9.  Do you have bumps on your triceps and around the sides of your arms. This can be a yeast problem.  I suggest cutting sugar and breads (starch), and going to walmart and buying "Azo" supplement(cheap).  Grapeseed extract and olive leaf extract will also help.
10.  Read labels on foods. choose a brand that has less salt, no preservatives.
11. Anybody need help to lower blood pressure?  or Lose weight? The next blog will cover this.
12.  Ever noticed the triangle at the bottom of plastic containers of all types. with a number in it?
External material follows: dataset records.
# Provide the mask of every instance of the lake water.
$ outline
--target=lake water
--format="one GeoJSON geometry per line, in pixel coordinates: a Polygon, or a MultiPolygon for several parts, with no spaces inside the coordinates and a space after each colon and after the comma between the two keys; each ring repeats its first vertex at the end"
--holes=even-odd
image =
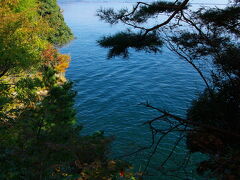
{"type": "MultiPolygon", "coordinates": [[[[199,92],[204,88],[199,75],[190,65],[163,48],[162,53],[131,51],[129,59],[107,59],[107,49],[96,41],[103,35],[123,30],[123,25],[110,26],[95,16],[100,7],[131,7],[131,3],[60,0],[64,17],[76,39],[61,48],[70,54],[72,62],[66,76],[77,91],[76,110],[84,134],[104,130],[113,135],[112,157],[135,151],[151,143],[148,126],[142,125],[159,114],[140,103],[148,101],[175,114],[184,116],[199,92]]],[[[164,124],[160,124],[164,126],[164,124]]],[[[166,158],[178,134],[170,134],[158,147],[145,179],[176,179],[165,177],[156,168],[166,158]]],[[[184,144],[178,146],[167,167],[182,162],[184,144]]],[[[143,170],[149,151],[127,157],[136,170],[143,170]]],[[[198,179],[191,172],[189,179],[198,179]]],[[[179,174],[178,174],[179,175],[179,174]]],[[[180,176],[180,175],[179,175],[180,176]]],[[[181,178],[180,178],[181,179],[181,178]]]]}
Only a number 2 or 4 seems to be acceptable in my book.  The other number's all leach carcinogenic agents if bent up.  Never reuse plastic bottles. The slightest damage to the bottle can cause the release of the chemical they are made of , which is carcinogenic. Never heat plastic anything , never in the dishwasher, even that heat releases chemicals not healthy.  GO GLass or look for "BPA' free. BPA = Bisphenol A, a synthetic chemical that messes with our hormones. (Increased cancer risk).Can't stand to see 2 Litres outside convenience stores in the sun! Now you know the "rest of the story".
13. Okay, enough for first day.  Stay tuned for future blogs!!!  Love, Susie Q

Sunday, August 15, 2010

Hello friends

Fred is helping me create a simple place where I can write any health tips that I wish my friends could read.  I have a passion for living healthy, especially eating healthy.   I will be sharing my tips on this blog with hopes that my friends will benefit .  Postings to follow soon.